Being a woman is hard. I know that all other women are aware of this in one way or another but I think it is hard for men to understand. There are so many stereotypes and biases against women that have existed for far too long. I battled against this with my father who had certain beliefs about how I should behave and different beliefs about my brother because he was male. When I was a teenager I rebelled and it eventually lead to being kicked out of my home and led to problems that lasted for years. Luckily, my father and I later evolved and now we have a close and loving relationship that I cherish.
I kept quiet during the Me Too movement because I am one of the lucky ones. I was never molested or raped although I have had several moments when I have felt violated or intimidated by men. I have had an employer that was male who came onto to me and threatened me in order to keep my job. Once, in high school, someone physically held me down and started to kiss me and probably more, but I managed to get out of that situation because someone came in the room but who knows what would have happened if they had not.
I feel for these women. I cannot imagine the horror of their situations.
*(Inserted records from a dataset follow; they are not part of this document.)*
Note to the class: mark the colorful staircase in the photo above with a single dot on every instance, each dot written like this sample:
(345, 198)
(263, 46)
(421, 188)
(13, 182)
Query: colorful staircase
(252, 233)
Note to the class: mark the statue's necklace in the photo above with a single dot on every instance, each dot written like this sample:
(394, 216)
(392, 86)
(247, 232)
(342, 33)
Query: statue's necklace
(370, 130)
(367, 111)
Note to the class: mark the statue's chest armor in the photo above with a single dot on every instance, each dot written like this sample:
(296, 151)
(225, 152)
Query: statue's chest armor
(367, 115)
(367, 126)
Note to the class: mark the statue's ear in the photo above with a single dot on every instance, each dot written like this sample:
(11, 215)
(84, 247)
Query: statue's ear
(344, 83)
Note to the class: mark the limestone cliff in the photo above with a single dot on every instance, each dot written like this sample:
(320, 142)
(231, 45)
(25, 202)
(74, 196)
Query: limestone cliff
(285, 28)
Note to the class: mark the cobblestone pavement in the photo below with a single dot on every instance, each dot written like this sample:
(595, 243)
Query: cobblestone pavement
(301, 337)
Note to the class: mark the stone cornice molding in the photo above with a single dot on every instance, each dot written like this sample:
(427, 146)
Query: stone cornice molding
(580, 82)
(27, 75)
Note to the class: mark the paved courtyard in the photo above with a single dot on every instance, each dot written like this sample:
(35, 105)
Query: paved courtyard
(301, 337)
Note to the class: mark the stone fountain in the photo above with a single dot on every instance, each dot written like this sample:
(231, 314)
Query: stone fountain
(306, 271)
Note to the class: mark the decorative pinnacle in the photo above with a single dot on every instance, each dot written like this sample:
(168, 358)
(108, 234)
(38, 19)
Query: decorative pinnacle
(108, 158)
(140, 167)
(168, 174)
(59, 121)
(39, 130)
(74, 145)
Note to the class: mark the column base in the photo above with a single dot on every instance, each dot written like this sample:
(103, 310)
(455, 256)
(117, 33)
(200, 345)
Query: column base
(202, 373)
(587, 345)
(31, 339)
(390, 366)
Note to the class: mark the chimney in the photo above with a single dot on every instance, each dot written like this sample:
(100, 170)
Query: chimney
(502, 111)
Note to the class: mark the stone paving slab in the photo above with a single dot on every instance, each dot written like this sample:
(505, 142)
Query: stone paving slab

I understand those who do not come forward immediately, I never told anyone about my situations. It is hard to talk about and scary and embarrassing. There is no time limit on speaking up. Some people are only able to finally talk about it under the care of a therapist. Some people hold it in until they explode one day and it all comes out. For some people they will never talk about it. All of those situations are different because people are different. There is no deadline for dealing with personal trauma, it is different for everyone.
I find it disturbing when people say things like “Why didn’t you mention this when it happened?” It is a trauma and therefore the normal rules do not apply. The trauma affects everything in your life forever. Some people tell everyone, some no one. But that doesn’t mean it wasn’t equally as traumatizing for either. Most, and I stress the word most, women would never lie about this sort of thing. Obviously there are always some exceptions to that rule but why traumatize the woman even more by not believing her? It must be like reliving the incident all over again.
Watching Dr. Ford’s testimony this week was enthralling. I found her completely credible and you could really feel her fear. I know that people are saying “Isn’t it convenient that she brings it up now?” I believe that she saw that someone who had terrorized her was going to be put on the Supreme Court for life and she had to speak up. I do not think that she did it for political reasons and I do not think that it does not matter. Of course it matters, it speaks to his character because your actions show your character, even if it was 30 years ago. I can’t help but feel genuine empathy for Dr. Ford and admiration for her courage in speaking out in such a public forum. It must have been terrifying and she knew it was going to cause her a great deal of pain and torment in the future. People can be so cruel.
We need change the way we deal with violence towards women. I am not sure of the best way to do that but I truly hope that America’s attitudes towards women in all aspects will undergo a change and I hope that the Me Too movement can help in that. Empathy can go a long way in helping all victims of violence and sexual assault.